A lawsuit against Yale claims that the Ivy League school has not adequately supported and accommodated students with mental health issues.
In a 41-page complaint filed by two current Yale undergraduates and the mental health advocacy group Elis for Rachael, the university is accused of discriminating against students with mental health disabilities, even requiring them to drop out after they exhibit severe symptoms.
Describing his struggles at Yale in the midst of a mental health crisis, Yale alumnus and plaintiff in the lawsuit, Rishi Mirchandani, told CNN, “I think that Yale tends to wash its hands of cases of mental illness that are too severe because they don’t want to be associated with that student. They want the student to deal with their issues anywhere except Yale’s campus.”
Student Called a ‘Liability’
When students exhibit significant signs of a mental health problem, authorities pressure them to take “voluntary” leaves of absence for one or two terms, warning them that failing to do so would result in an “involuntary” withdrawal, the lawsuit claims.
The lawsuit further states that students who resign from the institution are prohibited from visiting campus and participating in any campus events without the university’s prior approval, including in-person summer classes that are available to non-students.
There are instances, the complaint alleges, in which students were required to have a police escort with them when they went to campus housing to retrieve their belongings after being dismissed from the university.

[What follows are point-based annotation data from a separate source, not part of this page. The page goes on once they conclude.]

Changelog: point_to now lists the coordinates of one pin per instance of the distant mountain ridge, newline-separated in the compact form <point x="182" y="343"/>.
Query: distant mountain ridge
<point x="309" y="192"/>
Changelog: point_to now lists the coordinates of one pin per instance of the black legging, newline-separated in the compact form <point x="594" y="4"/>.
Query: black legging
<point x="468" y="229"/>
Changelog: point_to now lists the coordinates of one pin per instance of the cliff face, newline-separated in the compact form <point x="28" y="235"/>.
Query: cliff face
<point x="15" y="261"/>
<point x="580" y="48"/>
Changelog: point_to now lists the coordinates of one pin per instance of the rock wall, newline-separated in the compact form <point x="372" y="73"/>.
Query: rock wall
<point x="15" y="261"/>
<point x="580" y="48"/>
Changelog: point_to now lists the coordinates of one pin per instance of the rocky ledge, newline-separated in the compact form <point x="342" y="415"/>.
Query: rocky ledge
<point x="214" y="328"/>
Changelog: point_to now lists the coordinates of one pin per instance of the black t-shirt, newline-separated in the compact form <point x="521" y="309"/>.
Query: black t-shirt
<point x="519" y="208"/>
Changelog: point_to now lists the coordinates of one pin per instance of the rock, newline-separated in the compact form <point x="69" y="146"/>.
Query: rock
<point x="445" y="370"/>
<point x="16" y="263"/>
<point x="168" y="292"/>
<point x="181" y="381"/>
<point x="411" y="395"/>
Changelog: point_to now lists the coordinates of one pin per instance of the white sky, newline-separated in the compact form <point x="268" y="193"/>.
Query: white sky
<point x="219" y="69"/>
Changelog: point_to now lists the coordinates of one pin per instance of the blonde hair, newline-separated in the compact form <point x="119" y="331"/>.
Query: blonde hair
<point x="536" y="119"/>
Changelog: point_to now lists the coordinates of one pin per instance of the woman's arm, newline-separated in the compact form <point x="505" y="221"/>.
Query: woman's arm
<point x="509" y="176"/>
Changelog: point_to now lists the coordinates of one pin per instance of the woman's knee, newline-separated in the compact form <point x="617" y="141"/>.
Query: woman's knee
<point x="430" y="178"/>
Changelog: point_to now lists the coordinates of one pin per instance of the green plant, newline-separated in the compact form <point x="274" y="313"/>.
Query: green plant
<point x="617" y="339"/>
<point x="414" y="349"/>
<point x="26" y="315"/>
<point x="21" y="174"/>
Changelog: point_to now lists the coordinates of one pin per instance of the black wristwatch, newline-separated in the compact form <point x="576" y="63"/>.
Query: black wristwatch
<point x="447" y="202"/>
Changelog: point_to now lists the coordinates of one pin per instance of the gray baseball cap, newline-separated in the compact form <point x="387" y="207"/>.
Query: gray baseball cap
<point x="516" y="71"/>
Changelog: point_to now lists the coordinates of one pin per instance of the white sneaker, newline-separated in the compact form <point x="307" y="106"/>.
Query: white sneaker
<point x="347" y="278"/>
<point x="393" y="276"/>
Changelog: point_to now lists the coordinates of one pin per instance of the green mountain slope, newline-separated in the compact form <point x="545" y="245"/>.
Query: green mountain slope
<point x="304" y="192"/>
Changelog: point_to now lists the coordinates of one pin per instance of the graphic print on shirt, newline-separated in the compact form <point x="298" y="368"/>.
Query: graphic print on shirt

Students who leave for disability-related reasons — either voluntarily or involuntarily — frequently lose some or all of their tuition, room, and board payments, depending on when they withdraw, as well as their student health insurance.
One student listed in the lawsuit alleged that university administrators called her a “liability.” The plaintiff claims that Yale representatives visited her in the hospital after she overdosed on aspirin in her junior year and pressured her to leave freely or allow the school to withdraw her against her will.
Because she could not afford the classes Yale required of her to return, the student withdrew and earned her degree from another institution.
Karen Peart, Yale’s interim vice president for communications, told the Yale Daily News that the university is confident that its policies comply with relevant rules and laws and that it considers students’ “safety and health, especially when they are most vulnerable” when making decisions and developing policies.
A group made up of Yale student affairs professionals and mental health specialists has been meeting since September 2022 to continue reviewing the university’s withdrawal and reinstatement policy, the university stated. This group is preparing to introduce policy changes gradually to help students.